Lo más interesante de la serie es todo lo que tiene que ver con Erica y su manejo en el mundo de la política, pero eso está muy de fondo, así que los cinco minutos por episodios hay que disfrutarlos a pleno. La historia de amor entre ella y Anna también estaba siendo muy entretenida, pero decidieron llevarlo a un extremo innecesario para agregar un poco más de drama. Todos la vimos a Erica con su ex y entendimos por qué era de la manera que es así que imaginamos que la relación con Anita no iba a durar mucho. Ah, y a esto hay que sumarle que la novia actual es una de esas personas que se enamora y quedan embarazadas sin pensarlo dos veces.

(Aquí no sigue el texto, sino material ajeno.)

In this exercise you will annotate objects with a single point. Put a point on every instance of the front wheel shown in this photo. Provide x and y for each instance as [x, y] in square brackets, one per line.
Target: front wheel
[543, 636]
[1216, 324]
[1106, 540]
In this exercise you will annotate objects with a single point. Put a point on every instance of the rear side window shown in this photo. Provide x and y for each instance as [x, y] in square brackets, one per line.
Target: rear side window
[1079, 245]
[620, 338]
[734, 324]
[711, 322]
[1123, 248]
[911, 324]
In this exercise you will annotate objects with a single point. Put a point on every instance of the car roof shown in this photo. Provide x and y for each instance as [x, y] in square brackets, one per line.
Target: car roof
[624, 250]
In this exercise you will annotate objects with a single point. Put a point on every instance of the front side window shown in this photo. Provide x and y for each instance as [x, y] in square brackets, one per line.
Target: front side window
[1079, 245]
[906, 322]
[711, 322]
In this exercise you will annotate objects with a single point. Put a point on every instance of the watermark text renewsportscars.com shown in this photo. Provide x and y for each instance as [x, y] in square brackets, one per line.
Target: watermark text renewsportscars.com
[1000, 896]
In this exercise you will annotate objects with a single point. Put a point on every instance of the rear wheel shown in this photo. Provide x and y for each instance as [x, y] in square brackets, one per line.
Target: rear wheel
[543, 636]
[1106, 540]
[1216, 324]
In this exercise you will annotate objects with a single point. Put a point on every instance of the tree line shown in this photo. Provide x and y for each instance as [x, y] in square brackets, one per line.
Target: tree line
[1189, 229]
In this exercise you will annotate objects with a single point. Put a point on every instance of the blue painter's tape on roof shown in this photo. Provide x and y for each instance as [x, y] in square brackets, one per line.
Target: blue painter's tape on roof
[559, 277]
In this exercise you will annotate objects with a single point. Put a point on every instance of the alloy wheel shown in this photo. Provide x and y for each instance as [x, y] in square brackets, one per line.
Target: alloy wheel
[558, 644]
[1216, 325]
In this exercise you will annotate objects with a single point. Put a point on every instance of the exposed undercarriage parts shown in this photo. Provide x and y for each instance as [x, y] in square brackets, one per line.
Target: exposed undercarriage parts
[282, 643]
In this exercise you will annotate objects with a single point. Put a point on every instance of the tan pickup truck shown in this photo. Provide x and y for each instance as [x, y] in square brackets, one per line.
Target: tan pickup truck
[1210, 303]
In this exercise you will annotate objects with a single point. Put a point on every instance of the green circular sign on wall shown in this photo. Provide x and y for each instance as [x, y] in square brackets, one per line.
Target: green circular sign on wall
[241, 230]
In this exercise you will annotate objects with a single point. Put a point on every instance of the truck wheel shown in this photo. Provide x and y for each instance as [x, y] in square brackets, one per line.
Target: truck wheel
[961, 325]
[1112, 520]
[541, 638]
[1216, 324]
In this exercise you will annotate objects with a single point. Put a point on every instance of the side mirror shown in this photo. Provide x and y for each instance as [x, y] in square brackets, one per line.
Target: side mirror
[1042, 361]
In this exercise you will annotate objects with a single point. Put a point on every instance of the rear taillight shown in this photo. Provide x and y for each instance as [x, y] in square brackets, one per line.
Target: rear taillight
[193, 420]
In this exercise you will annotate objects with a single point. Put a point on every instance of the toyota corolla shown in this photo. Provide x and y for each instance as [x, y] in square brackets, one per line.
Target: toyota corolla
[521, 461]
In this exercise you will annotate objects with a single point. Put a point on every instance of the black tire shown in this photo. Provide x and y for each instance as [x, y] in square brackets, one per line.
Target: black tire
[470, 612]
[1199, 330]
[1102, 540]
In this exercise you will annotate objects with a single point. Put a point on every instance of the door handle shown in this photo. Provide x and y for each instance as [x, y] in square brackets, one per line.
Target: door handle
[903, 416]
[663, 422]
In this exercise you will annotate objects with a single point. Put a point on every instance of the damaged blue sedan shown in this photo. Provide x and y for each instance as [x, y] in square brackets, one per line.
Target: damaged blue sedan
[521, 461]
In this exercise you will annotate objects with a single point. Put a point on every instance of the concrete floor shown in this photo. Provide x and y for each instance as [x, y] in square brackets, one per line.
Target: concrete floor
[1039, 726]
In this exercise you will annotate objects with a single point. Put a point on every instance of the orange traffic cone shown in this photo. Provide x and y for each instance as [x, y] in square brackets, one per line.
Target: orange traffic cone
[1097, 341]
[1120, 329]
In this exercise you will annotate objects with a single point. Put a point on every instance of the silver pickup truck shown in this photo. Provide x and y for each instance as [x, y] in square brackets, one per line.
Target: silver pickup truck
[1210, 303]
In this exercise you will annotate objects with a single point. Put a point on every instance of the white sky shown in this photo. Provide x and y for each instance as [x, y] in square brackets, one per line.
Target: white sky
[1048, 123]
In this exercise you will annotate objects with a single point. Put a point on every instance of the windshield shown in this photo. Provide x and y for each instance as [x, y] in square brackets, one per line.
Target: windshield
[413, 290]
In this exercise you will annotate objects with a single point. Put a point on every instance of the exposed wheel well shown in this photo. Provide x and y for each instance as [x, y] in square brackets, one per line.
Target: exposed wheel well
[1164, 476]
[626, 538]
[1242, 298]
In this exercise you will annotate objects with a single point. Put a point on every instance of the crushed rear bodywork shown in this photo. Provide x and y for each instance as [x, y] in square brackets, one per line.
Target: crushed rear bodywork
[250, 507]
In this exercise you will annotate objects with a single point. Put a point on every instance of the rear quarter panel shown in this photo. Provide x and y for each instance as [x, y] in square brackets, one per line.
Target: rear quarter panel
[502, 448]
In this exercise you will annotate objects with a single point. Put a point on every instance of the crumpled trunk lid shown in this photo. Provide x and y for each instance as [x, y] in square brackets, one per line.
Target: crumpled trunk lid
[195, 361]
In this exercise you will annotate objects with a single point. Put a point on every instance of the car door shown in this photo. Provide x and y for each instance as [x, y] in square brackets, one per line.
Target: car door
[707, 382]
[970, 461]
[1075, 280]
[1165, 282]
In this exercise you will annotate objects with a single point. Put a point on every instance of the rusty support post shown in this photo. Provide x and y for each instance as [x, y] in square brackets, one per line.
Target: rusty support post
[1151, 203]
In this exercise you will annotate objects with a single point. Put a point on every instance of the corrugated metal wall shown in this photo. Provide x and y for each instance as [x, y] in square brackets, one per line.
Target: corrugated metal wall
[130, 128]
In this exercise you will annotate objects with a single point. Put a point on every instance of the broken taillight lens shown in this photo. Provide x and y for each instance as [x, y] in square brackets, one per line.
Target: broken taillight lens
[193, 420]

Estamos muy cansados del cliché de ex enojada y demente que hace cosas que sólo la humillan a ella porque a la otra persona le rebota. Estamos cansados del cliché del embarazo y de la venganza porque “me rompieron el corazón”. Pero lo peor de todo es que después de lo que hicieron en la primera temporada, si algo no me esperaba, es que sea tan desastroso el segundo año. La serie es sobre mujeres que trabajan de acompañantes y tienen que vivir con eso, pero en el debut era inteligente, usaba los 30 minutos para generar asfixia y complementaba los dos mundos de manera espectacular. ¿Este año? Una consecuente de cosas obvias.